Another tweet that probably should have been deleted but wasn't is pictured below. Here, Eric used an old photo to prove an inaccurate point. Overestimating by about 3,000, Eric used a photo of a Dallas rally to illustrate the crowds of "deplorables" attending his father's event. Eric claimed that the rally had occurred in Pensacola, Florida, though the Texas flag on the left of the image quickly subverts this. Eric tweeted again to correct the mistake with an actual photo of the Pensacola crowd, writing: "Hard to keep track these days! #WhatDifferenceDoesItMake #Pensacola #CrookedHillary."
Post-election, Eric continued his anti-Clinton sentiments. As Green Party Candidate Jill Stein raised money for a recount, Forbes contributor Chris Conover wrote a piece criticizing the efforts, claiming that "Jill Stein and Hillary Clinton could have saved the lives of at least 5,000 children had they invested in malaria prevention efforts rather than recounting presidential votes." Eric promoted the article, labeling it "The Sad Truth." For someone who's been given such wealth and privilege, it's hard to fathom how he could criticize others' fiscal habits.

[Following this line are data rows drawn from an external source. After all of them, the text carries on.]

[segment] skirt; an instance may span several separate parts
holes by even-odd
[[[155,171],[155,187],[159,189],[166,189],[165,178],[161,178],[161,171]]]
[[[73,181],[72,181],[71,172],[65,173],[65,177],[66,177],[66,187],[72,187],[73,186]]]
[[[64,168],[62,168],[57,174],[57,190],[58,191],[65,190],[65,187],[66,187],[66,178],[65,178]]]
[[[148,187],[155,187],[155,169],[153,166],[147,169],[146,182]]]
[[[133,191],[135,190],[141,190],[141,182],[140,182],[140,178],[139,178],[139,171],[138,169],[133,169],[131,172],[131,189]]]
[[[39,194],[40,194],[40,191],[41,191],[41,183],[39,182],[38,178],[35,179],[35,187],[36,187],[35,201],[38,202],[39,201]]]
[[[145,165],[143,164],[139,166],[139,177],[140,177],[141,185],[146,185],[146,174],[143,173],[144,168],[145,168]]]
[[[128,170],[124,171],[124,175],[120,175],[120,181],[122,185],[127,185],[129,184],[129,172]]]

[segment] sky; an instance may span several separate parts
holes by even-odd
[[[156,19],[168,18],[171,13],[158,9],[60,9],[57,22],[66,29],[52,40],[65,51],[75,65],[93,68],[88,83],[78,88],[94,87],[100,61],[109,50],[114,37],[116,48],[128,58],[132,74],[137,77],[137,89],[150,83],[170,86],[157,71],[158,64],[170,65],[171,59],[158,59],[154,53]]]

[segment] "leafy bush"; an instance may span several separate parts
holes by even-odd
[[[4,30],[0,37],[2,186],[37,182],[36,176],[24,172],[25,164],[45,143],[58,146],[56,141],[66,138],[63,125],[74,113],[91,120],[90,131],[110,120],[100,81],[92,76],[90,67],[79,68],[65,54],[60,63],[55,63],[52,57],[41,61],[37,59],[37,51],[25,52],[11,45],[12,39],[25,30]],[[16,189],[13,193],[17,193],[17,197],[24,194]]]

The 33-year-old executive vice president of his family's company and founder of the Eric Trump Foundation is definitely one of his dad's biggest Twitter fans, retweeting him obsessively and defending him at all costs. Eric even advocated for Twitter to Gayle King of CBS This Morning, saying:
What I can tell you is my father’s Twitter is an incredible vehicle for him. I’ve seen firsthand throughout this whole process how dishonest the media has been. I am the biggest proponent of him communicating directly with the people, as opposed to the third parties who want to do anything to undermine him.
It appears that tweeting definitely runs in the family. Despite Eric's own promotion of false information, he seems to believe that Twitter is still an avenue to expose truth against further dishonesty — something his father appears to agree with as well. But with the Right's attack on "fake news," it might serve Eric Trump to think before he tweets, or at least, to look into the messages and information he's sending out to scores of followers who trust and rely on his messages.